En 2014, la cité s’en prend à la vente et à la distribution des bouteilles d’eau en plastique de moins de 60 cl dans les espaces publics, sauf exception, tout en s’engageant à assurer la disponibilité d’eau potable dans les endroits concernés. D’ailleurs, la municipalité donne l’exemple, depuis 2007, en bannissant de ses services les bouteilles d’eau. D’autres mesures dans le cadre de la stratégie zéro déchet – notamment l’économie du papier et un meilleur recyclage – sont appliquées dans l’administration.

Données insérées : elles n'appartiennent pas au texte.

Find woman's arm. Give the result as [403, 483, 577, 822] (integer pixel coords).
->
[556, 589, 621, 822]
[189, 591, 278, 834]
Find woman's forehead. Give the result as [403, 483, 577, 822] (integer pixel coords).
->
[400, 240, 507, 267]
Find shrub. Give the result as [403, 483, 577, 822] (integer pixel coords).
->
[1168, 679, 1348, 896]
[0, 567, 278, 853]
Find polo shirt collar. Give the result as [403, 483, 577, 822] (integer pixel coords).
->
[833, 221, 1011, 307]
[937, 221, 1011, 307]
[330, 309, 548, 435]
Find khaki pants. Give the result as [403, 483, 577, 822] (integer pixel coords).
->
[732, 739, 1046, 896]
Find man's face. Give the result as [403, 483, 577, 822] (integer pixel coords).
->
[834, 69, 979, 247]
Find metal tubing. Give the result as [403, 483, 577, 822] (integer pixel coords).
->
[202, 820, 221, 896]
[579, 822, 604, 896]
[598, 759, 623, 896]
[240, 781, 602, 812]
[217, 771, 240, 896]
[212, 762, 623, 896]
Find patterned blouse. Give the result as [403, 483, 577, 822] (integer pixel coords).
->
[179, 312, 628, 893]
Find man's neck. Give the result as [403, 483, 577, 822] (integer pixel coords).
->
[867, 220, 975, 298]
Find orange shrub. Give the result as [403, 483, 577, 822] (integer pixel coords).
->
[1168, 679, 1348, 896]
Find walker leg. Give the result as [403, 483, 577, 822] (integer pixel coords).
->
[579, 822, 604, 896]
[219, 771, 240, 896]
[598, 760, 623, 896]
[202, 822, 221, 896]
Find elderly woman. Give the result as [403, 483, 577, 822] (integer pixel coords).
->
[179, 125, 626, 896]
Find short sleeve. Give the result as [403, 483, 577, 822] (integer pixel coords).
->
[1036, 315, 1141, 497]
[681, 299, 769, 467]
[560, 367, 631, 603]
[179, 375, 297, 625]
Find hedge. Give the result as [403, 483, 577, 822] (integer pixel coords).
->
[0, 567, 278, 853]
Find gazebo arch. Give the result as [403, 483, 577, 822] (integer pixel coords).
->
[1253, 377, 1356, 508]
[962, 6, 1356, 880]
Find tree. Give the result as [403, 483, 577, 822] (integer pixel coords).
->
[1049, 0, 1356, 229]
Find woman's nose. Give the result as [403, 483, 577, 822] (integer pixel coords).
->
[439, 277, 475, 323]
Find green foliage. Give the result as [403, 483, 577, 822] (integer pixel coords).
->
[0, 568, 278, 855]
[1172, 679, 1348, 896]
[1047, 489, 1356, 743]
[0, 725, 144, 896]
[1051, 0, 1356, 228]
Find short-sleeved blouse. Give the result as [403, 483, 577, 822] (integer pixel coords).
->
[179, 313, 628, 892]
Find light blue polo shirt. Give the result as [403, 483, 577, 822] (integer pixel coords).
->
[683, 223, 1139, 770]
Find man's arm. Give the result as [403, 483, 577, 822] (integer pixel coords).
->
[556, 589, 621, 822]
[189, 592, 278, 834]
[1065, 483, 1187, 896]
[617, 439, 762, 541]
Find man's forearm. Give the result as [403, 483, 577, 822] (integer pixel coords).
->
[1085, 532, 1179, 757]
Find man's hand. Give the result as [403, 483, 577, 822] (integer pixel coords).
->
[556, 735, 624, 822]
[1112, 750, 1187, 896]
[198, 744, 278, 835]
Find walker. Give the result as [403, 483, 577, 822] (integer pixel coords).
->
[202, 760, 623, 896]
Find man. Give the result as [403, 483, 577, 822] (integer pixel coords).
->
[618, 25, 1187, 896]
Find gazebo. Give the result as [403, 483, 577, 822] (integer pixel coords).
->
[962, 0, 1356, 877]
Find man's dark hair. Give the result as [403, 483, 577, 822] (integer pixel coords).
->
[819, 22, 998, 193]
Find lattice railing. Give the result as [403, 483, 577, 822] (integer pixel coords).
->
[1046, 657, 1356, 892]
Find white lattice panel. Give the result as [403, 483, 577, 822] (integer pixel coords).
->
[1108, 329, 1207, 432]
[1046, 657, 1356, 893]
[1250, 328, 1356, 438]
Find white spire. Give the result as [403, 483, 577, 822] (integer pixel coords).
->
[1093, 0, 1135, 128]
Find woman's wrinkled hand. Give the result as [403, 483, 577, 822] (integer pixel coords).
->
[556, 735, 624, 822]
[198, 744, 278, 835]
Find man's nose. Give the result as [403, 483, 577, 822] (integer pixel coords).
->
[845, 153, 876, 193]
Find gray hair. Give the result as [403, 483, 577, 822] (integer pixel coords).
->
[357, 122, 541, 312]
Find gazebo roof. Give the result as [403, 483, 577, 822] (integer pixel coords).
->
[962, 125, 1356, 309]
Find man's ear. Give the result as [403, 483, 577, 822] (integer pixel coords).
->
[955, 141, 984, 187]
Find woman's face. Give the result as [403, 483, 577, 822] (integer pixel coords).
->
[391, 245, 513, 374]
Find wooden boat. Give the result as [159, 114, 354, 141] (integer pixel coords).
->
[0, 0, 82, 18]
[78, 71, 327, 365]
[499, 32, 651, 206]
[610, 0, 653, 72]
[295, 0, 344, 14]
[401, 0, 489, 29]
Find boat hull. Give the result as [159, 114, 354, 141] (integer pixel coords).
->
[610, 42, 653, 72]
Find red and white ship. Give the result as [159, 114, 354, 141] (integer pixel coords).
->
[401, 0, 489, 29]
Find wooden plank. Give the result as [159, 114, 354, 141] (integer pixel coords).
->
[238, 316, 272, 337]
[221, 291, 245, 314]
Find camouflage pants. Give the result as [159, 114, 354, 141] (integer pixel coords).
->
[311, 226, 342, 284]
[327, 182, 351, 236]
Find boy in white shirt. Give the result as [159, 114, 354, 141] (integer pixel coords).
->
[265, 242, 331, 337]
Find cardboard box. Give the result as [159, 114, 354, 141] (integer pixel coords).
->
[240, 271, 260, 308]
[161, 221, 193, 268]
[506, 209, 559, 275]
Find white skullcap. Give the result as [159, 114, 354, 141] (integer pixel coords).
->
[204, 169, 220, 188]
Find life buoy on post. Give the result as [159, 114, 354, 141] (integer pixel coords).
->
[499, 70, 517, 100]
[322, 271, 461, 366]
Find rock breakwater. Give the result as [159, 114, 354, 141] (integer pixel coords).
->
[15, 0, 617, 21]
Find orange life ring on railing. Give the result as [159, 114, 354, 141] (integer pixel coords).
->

Alors que l’échéance 2020 approche, les efforts pour optimiser la récupération par le recyclage et le compostage se doublent d’une stratégie de réduction de déchets à la source, qui vise directement la production et la consommation. «Nous attendons des fabricants et des distributeurs qu’ils améliorent leurs produits en recourant à des matériaux réutilisables, recyclables ou compostables, en évitant les emballages excessifs non récupérables et en réduisant les résidus de la production», explique Peter Gallotta, porte-parole de l’Environnement.
FREINER LA CONSOMMATION
Et de faire appel à la conscience des consommateurs, en les exhortant à modifier leurs habitudes, surtout quand il s’agit de produits à usage unique. «Si nous avons gagné la bataille contre les sacs jetables, nous constatons l’augmentation du nombre d’articles de restauration à usage unique, comme la vaisselle, les tasses et les pailles, qui représentent près des deux tiers des déchets dans la baie.»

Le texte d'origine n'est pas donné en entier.